In long-term care, best practices involve a multidisciplinary approach in pressure ulcer prevention.2 A pressure ulcer prevention (PUP) program provides a proactive approach to skin care. The main goal of a PUP program is to create a systematic method of assessing risk factors, developing strategies to eliminate risk factors, providing ongoing education and evaluating strategies. This approach provides standardized guidelines for all staff to follow. Second, a team process communicates an “all eyes” on the skin approach. To remove the hurdle of staff’s commitment to early identification of risk factors, they need to comprehend the lethality of pressure ulcers.


The key to any successful PUP Program is the early identification of risk factors, so appropriate strategies can be implemented. A pressure ulcer risk scale should always be used as part of a comprehensive clinical assessment. The Braden Scale for Predicting Pressure Sore Risk is the most widely used evidence-based risk tool. Six subscales (sensory perception, skin moisture, activity, mobility, nutrition and friction/shear) are used to score patients’ risk of developing pressure ulcers. The range of scoring rated 6 to 23 provides variation for risk based on the total sum of the subscales. For example, a score of 13-14 indicates the patient is at moderate risk for developing a pressure ulcer.

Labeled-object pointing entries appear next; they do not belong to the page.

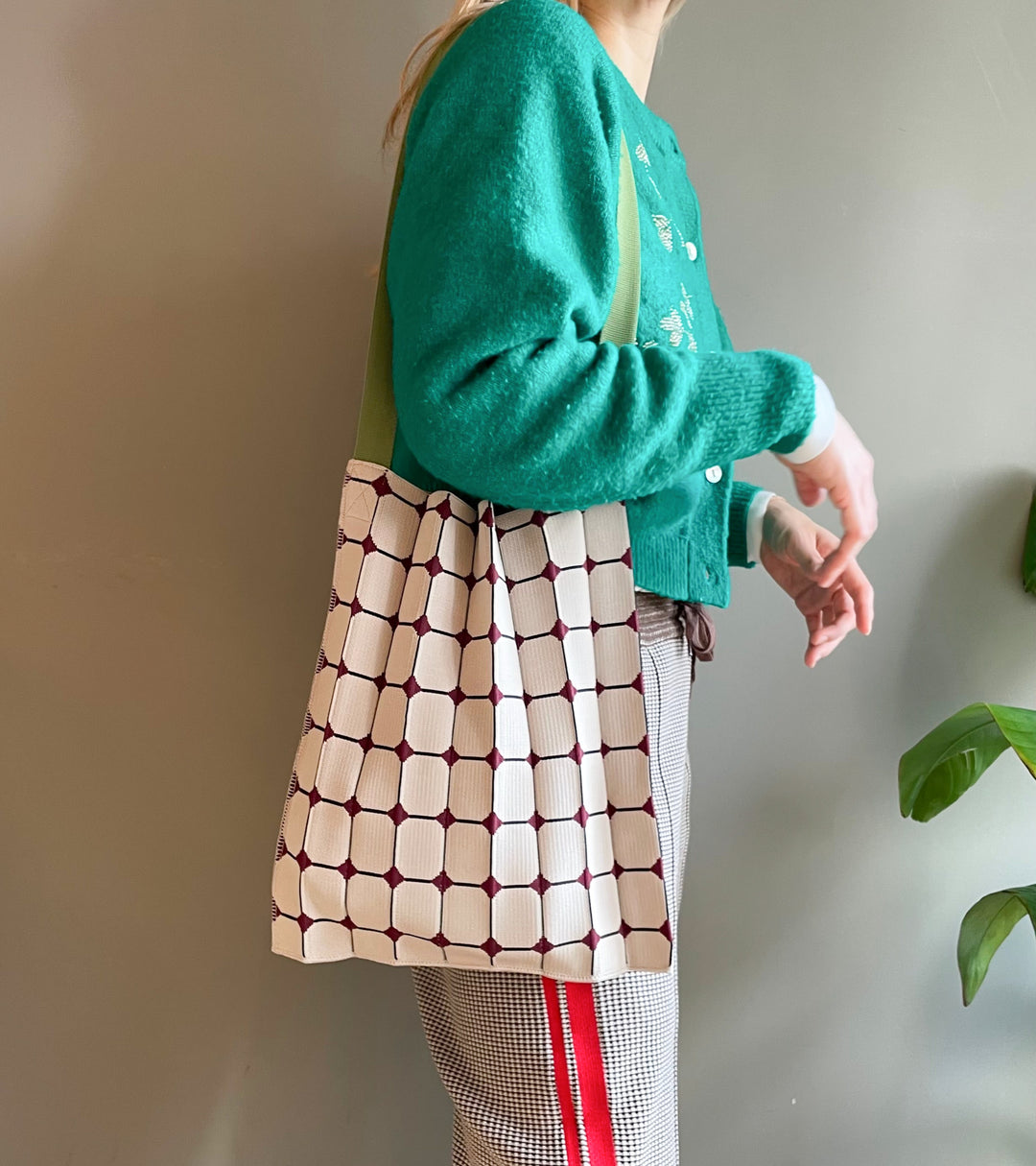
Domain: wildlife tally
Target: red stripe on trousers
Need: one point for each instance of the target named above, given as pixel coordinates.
(560, 1069)
(590, 1069)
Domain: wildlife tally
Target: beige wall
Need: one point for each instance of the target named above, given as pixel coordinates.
(190, 195)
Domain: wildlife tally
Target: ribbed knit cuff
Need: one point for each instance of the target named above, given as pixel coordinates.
(822, 429)
(742, 493)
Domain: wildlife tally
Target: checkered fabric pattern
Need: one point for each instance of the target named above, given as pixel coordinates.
(472, 787)
(489, 1035)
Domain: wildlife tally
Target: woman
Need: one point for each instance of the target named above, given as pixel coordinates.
(501, 267)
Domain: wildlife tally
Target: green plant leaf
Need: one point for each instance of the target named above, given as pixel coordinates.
(950, 759)
(1029, 554)
(985, 927)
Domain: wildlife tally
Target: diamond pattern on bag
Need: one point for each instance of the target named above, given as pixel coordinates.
(472, 781)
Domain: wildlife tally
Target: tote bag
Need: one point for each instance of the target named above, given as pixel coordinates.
(471, 787)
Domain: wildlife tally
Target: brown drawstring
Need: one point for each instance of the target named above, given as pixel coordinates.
(699, 630)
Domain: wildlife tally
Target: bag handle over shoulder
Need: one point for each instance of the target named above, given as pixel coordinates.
(377, 429)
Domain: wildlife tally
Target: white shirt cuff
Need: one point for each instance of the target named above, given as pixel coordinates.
(753, 535)
(822, 430)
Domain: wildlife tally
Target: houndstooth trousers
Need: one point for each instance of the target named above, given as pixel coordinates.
(543, 1073)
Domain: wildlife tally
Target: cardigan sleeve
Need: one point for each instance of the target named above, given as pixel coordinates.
(744, 515)
(501, 265)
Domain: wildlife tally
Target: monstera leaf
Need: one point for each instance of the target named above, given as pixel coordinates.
(950, 759)
(985, 927)
(1029, 557)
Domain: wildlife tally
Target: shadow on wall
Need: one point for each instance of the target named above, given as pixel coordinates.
(188, 318)
(977, 571)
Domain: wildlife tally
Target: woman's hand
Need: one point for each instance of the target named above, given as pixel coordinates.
(844, 471)
(793, 551)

Each risk level is matched with researched strategies which provide specific guidelines for that patient. In long-term care, it is recommended that risk assessments be completed on admission, weekly for one month and then quarterly, or if a resident’s condition changes significantly. It is important for staff to understand risk factors and appropriate interventions to promote healing. Although nurses can communicate interventions, they do not always follow clinical practice guidelines due to staffing or focusing on other priorities. Comprehensive education for everyone involved in care of the patient is needed to improve knowledge and competency.


PUP programs must target the four leading contributors to pressure ulcers: pressure, moisture, friction/shear and nutrition. Pressure can be easily managed by frequent moving, the use of assistive devices for positioning, application of heel floaters, repositioning chair-bound patients and using pressure reduction surface devices for at-risk patients and pressure-relieving surfaces for those identified as very high risks or patients with existing pressure ulcers. 

With frequent repositioning and moving, checking for moisture should occur. A good barrier cream is needed for patients who are incontinent. The skin should be washed as soon as soiling occurs with warm water, mild soap and gentle cleansing. Absorbent pads that wick moisture are best. Many organizations are going diaper-free for bed-bound patients. When two-hour rounds are implemented, staff has the opportunity to provide good incontinence care. A bedpan and urinal should also be offered as well. Moving patients tend to result in skin tears from lack of attention, or hurried or inexperienced staff.